Emménageant actuellement dans un minuscule studio, je me rassurais en me répétant que la vie est dehors, qu’un petit habitat m’ouvrirait à l’extérieur, moi qui ai tendance à me renfermer. Comme souvent, je lis après coup la confirmation d’une intuition mal définie.

Samedi 30

Je me déguise pour la première fois depuis des années. Me voilà un autre, arborant des traits que je ne reconnais pas, adoptant une attitude que je peux choisir. L’exaltation est délicieuse, le jeu constant dure toute la soirée.
Une amie m’expliquait à propos de son activité de clown, qu’être clown n’est pas jouer un rôle d’acteur, mais c’est justement se trouver soi-même sans artifice.

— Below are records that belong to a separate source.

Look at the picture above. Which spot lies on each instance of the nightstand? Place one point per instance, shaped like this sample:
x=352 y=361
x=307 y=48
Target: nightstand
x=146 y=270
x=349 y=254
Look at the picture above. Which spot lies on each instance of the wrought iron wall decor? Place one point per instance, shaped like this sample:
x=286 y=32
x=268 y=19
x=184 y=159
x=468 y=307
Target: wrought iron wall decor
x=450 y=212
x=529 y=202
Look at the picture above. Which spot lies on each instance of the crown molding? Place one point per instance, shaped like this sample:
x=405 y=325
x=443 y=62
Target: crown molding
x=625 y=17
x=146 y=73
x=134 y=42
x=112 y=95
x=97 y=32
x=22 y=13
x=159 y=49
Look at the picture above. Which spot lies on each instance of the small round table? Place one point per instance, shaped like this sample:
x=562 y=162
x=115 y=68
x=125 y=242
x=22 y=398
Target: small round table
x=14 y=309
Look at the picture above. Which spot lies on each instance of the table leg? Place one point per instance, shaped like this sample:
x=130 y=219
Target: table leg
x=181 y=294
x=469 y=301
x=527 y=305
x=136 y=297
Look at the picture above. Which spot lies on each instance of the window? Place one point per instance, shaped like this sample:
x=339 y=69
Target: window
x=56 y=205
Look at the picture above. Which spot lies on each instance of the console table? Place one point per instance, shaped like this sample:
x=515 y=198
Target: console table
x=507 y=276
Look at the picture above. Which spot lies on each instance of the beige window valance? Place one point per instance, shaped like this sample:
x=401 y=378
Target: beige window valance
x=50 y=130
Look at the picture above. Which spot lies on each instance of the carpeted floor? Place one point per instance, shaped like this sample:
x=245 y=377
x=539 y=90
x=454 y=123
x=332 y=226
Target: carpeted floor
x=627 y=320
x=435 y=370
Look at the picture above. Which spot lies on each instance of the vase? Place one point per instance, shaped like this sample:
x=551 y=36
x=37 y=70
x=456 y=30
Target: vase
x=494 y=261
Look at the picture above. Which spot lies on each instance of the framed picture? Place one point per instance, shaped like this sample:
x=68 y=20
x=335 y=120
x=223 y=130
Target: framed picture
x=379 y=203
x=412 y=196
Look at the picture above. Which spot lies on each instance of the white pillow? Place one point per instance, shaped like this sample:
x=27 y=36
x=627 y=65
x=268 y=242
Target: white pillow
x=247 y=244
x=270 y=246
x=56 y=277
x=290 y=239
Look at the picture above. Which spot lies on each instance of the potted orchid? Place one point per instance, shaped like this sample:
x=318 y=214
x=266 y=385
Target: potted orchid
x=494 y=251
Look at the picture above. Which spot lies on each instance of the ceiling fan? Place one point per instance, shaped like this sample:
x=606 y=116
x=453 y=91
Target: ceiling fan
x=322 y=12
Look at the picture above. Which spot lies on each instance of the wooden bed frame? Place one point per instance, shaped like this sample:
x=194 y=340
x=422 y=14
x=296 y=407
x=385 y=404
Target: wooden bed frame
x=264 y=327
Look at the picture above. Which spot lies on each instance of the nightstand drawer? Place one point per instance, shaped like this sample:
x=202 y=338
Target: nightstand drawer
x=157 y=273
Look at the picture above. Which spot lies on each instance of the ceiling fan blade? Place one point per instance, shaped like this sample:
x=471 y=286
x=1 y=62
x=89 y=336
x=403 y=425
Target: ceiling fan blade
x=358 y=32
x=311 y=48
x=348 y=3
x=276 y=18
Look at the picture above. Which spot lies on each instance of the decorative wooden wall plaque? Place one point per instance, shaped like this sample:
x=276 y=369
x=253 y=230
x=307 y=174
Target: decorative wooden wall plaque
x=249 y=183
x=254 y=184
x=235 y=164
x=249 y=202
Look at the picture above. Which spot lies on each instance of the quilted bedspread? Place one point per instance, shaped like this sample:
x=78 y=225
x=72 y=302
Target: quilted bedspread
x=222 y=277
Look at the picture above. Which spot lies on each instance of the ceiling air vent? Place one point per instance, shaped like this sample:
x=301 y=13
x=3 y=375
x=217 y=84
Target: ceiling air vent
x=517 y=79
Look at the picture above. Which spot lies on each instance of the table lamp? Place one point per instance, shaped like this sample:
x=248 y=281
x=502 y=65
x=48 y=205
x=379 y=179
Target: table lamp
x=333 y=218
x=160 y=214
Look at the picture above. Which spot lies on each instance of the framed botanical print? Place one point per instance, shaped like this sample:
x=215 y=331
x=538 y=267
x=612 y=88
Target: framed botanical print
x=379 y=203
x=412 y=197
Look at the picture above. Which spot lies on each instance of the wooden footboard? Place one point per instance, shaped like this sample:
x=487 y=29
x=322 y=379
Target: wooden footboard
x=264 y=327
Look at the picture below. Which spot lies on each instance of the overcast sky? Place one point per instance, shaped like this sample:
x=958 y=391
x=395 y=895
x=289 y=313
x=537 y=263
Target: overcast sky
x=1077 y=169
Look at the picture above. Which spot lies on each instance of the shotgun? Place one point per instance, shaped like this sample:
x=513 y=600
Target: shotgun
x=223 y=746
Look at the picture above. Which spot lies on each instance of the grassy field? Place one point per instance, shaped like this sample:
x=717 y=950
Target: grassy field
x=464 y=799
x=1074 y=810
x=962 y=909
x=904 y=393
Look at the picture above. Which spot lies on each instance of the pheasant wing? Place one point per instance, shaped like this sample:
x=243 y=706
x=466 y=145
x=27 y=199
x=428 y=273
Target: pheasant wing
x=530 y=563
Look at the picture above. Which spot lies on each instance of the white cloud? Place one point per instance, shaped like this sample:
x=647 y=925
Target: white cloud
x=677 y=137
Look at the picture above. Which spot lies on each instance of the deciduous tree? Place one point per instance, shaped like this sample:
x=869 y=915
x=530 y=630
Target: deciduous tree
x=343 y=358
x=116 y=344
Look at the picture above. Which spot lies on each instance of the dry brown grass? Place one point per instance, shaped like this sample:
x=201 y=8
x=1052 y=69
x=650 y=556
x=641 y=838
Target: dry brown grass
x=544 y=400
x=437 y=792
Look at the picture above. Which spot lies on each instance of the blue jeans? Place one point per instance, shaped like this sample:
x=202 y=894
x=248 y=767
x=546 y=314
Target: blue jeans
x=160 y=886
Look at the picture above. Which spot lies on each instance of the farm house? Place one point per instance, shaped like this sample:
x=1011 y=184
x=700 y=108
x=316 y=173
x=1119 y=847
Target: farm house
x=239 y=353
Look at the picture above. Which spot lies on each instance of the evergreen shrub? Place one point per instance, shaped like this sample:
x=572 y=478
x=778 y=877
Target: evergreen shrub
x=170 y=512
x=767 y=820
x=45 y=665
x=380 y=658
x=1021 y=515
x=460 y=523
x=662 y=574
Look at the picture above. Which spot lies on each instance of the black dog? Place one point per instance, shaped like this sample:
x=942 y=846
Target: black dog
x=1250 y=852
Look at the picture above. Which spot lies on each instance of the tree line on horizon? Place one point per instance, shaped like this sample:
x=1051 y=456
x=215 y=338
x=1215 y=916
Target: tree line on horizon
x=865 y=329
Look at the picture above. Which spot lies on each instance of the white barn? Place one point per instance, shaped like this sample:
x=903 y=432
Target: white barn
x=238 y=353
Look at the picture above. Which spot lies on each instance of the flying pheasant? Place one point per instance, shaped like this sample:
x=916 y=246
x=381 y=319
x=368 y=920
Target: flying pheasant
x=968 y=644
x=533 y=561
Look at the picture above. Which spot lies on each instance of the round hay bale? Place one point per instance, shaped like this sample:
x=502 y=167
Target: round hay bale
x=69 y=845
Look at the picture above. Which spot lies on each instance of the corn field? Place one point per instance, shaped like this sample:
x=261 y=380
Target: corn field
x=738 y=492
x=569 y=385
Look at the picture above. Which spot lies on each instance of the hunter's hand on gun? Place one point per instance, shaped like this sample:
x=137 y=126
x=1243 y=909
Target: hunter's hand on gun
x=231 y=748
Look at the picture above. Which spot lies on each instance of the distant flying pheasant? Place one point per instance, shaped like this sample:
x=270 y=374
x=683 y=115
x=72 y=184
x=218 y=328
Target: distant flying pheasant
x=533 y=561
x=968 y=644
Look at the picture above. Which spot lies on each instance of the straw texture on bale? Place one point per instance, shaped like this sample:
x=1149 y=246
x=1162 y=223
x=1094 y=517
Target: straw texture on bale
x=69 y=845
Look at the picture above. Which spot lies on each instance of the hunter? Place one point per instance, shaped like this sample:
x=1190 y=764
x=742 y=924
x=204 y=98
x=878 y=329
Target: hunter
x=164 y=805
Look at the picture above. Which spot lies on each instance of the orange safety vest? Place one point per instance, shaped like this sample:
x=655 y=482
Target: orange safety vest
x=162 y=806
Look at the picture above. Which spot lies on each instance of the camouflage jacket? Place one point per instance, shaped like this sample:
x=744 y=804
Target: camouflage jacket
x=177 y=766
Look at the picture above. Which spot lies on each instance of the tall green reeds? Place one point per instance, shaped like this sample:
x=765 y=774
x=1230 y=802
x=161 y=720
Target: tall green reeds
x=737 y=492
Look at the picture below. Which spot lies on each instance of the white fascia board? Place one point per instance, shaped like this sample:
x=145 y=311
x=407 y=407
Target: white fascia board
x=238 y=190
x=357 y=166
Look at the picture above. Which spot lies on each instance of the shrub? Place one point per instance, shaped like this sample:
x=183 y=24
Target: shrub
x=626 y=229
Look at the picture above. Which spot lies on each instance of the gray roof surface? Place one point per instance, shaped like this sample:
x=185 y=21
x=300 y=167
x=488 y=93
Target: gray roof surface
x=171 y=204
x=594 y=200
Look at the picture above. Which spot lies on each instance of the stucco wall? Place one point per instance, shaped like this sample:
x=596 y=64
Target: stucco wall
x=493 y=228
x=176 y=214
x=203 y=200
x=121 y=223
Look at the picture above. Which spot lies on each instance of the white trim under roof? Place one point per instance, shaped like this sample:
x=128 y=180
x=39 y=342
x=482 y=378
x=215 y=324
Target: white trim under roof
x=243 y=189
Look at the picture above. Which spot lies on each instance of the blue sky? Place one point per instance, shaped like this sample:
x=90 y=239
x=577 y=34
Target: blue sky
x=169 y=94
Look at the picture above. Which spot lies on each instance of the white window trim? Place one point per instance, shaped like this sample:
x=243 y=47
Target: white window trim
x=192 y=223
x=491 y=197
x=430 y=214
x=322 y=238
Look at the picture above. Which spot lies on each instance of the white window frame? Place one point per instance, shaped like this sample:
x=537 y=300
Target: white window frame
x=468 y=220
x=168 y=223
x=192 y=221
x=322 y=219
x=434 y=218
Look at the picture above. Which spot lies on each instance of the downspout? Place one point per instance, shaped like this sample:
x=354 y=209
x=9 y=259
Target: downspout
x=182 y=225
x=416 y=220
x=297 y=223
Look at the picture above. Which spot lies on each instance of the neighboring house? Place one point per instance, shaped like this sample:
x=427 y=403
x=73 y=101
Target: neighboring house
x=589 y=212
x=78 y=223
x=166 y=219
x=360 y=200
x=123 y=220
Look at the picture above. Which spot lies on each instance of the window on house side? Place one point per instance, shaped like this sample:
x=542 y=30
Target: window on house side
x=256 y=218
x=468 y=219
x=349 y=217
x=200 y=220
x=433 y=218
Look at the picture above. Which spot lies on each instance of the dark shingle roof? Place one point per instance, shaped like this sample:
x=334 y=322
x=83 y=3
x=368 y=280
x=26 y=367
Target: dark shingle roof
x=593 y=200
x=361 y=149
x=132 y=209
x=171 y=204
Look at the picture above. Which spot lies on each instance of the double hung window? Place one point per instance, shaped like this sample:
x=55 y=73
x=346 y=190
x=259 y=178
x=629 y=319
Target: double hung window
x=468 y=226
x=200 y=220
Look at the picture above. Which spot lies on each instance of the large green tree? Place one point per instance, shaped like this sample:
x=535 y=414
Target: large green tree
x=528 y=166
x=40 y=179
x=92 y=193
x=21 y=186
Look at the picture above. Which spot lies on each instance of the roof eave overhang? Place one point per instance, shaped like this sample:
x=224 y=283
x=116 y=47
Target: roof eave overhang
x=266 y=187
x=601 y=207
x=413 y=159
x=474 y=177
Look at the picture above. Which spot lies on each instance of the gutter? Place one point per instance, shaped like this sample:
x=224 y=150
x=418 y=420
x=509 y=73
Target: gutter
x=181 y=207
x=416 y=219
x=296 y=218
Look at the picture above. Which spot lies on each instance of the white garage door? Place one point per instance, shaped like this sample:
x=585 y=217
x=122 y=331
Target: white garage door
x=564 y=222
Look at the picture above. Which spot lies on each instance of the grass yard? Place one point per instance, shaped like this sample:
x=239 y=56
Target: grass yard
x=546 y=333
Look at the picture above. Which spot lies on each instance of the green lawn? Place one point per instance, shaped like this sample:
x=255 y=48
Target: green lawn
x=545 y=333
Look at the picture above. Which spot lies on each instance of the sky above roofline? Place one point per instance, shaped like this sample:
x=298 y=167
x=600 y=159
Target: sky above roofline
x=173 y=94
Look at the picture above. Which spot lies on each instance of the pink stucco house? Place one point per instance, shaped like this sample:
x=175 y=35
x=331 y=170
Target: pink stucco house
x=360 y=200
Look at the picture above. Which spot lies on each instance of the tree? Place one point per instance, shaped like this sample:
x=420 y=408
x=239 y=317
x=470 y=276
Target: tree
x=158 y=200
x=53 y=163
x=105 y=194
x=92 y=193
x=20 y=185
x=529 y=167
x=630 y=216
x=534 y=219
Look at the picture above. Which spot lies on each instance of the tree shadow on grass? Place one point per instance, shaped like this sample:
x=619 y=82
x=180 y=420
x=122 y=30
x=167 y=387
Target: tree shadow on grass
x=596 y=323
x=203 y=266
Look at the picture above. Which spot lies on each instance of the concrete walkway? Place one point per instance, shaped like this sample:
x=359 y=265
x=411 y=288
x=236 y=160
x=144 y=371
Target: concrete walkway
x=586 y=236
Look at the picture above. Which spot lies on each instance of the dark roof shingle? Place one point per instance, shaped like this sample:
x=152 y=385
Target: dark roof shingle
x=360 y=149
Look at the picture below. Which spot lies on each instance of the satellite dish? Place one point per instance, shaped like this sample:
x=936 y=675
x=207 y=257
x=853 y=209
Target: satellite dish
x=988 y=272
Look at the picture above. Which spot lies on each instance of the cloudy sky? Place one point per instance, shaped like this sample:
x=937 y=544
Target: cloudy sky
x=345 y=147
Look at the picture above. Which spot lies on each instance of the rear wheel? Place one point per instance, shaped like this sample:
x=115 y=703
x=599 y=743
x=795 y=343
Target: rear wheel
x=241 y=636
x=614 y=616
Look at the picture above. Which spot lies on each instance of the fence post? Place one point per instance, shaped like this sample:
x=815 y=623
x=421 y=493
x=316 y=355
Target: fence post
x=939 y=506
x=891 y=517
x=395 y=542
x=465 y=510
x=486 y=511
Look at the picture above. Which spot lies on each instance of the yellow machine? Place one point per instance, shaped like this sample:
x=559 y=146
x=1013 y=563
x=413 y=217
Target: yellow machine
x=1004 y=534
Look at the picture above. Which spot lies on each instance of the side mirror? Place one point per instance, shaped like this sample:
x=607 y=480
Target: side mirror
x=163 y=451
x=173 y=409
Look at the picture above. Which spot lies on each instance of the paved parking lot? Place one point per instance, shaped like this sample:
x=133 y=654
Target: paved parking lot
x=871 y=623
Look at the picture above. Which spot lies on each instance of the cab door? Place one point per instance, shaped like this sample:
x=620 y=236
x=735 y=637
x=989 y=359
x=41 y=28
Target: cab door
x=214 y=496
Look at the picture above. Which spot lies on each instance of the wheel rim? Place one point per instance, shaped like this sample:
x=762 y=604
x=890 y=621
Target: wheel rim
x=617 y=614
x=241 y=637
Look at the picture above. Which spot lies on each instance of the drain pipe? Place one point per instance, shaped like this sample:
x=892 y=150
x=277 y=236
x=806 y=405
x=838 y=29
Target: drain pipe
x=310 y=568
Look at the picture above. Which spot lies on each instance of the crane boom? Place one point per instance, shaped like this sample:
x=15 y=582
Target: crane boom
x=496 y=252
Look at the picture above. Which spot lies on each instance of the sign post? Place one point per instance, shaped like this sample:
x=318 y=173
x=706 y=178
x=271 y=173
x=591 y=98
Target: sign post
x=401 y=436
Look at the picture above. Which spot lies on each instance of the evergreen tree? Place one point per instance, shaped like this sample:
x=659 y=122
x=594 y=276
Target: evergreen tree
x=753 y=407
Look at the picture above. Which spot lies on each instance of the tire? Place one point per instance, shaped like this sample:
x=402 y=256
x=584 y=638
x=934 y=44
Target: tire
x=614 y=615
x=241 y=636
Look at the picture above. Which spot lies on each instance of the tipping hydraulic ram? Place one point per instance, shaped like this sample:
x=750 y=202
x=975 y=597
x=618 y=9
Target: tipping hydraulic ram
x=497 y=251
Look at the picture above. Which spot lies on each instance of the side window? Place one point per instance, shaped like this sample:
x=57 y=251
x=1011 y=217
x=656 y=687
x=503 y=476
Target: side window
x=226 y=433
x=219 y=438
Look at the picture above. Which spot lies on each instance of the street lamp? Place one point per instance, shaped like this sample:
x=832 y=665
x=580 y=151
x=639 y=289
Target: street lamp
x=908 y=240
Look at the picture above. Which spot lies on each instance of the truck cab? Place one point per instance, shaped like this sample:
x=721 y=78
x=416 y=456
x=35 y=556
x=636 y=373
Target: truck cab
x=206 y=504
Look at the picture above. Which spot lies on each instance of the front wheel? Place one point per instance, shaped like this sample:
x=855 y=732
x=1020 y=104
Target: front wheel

Cette allusion me revient alors que je me pavane accoutré en pirates, maquillé, une tresse ornée de perles en bois battant mon visage, heureux comme un gosse.

Dimanche 31

Promenade sur la Dent de Vaulion, partant dans le brouillard pour finir éblouis par la lumière et les couleurs de l’automne dont on se délecte toute l’après-midi.

Peu avant d’arriver au sommet, nous croisons une promeneuse qui se moque de la foule qui chemine vers la Dent. Peut-être est-ce en réaction à cette remarque bête et gratuite, mais je trouve une réelle satisfaction à voir ces gens réunis, admirant avec visiblement autant de plaisir que nous le bouquet final de la saison. L’ambiance est calme, contemplative, souriante, une forme de torpeur dominicale habite les badauds. J’apprécie aussi la mine resplendissante de certaines personnes âgées montées en voiture, reconnaissant qu’elles puissent profiter du même tableau que moi malgré leur impossibilité de réaliser l’ascension à pieds.

C’est souvent la laideur que je vois chez l’humain lorsque je suis face à ses mécaniques de masse. J’ai alors envie de m’en extraire. Ici, sa beauté m’apparaît comme rarement, je m’y mêle attendris.